Ok so here's the schema, which is pretty self-explanatory:
STORE(storeID, name, city)
PRODUCT(productID, name, brand)
PRODUCT_FOR_SALE(productID, storeID, price)
I have 2 transactions: T1 and T2.
T1
raises by 5% the price for any product sold in any store in 'London'.
T2
lowers by 10% the price for any product whose cost is >= $1050
What I am asked is to tell what kind of concurrency anomaly they may result in, and what isolation level I should apply to which transaction to make it safe.
The code for the transactions is not given, but I suppose it would be something on the lines of:
# T1:
BEGIN;
UPDATE product_for_sale
SET price = price + ((price/100) *5)
WHERE storeID IN (SELECT storeID FROM store WHERE city='London')
COMMIT;
# T2:
BEGIN;
UPDATE product_for_sale
SET price = price - (price/10)
WHERE price >= 1050
COMMIT;
My "guess" to what might happen with READ COMMITTED
(default) is:
Considering a product P, sold in 'London' for $1049
- both transactions begin
- they both consider their row sets: T1 will consider all products sold in London (which includes P), T2 will consider products whose price is $1050 or more (which excludes P)
- T1 commits and sets the price of P to $1101 but, since P wasn't in T2's row set to begin with, the change goes unnoticed, and T2 commits without considering it
Which, if I'm not messing up definitions, should be a case of phantom read, which would be fixed if I set T2 to ISOLATION LEVEL REPEATABLE READ
First, it is not quite clear what you mean with a concurrency issue. It could be:
something that could conceivably be a problem, but is handled by PostgreSQL automatically so that no problems arise.
something that can generate an unexpected error or an undesirable result.
For 1., this is handled by locks that serialize transactions that are trying to modify the same rows concurrently.
I assume you are more interested in 2.
What you describe can happen, but it is not a concurrency problem. It just means that T1 logically takes place before T2. This will work just fine on all isolation levels.
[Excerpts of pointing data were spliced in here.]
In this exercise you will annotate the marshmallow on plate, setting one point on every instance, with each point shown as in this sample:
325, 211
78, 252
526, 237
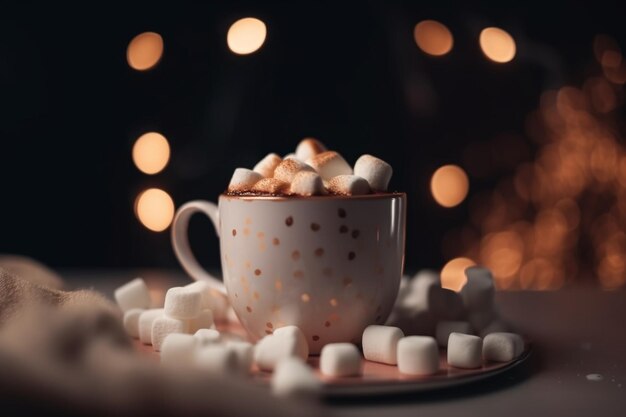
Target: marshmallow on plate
244, 353
216, 359
133, 294
444, 328
376, 171
273, 348
308, 148
182, 302
178, 348
348, 185
131, 321
288, 168
330, 164
380, 343
478, 292
340, 359
243, 179
267, 165
502, 347
145, 324
418, 355
271, 186
204, 320
293, 377
207, 336
307, 183
465, 351
163, 326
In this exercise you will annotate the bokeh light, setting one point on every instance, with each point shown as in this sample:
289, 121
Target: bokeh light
453, 273
155, 209
151, 153
497, 45
449, 185
246, 36
144, 51
433, 37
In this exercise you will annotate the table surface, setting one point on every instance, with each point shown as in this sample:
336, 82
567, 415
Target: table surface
575, 331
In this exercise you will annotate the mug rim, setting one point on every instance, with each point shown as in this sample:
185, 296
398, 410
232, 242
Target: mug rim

I might be missing something, but the only potential problem I see here is a deadlock between the two statements:
They both can update several rows, so it could happen that one of them updates row X first and then tries to update row Y, which has already been updated by the other statement. The first statement then is blocked. Now the second statement wants to update row Y and is blocked too.
Such a deadlock is broken by the deadlock resolver after one second by killing off one of the statements with an error.
Note that deadlocks are not real problems either, all your code has to do is to repeat the failed transaction.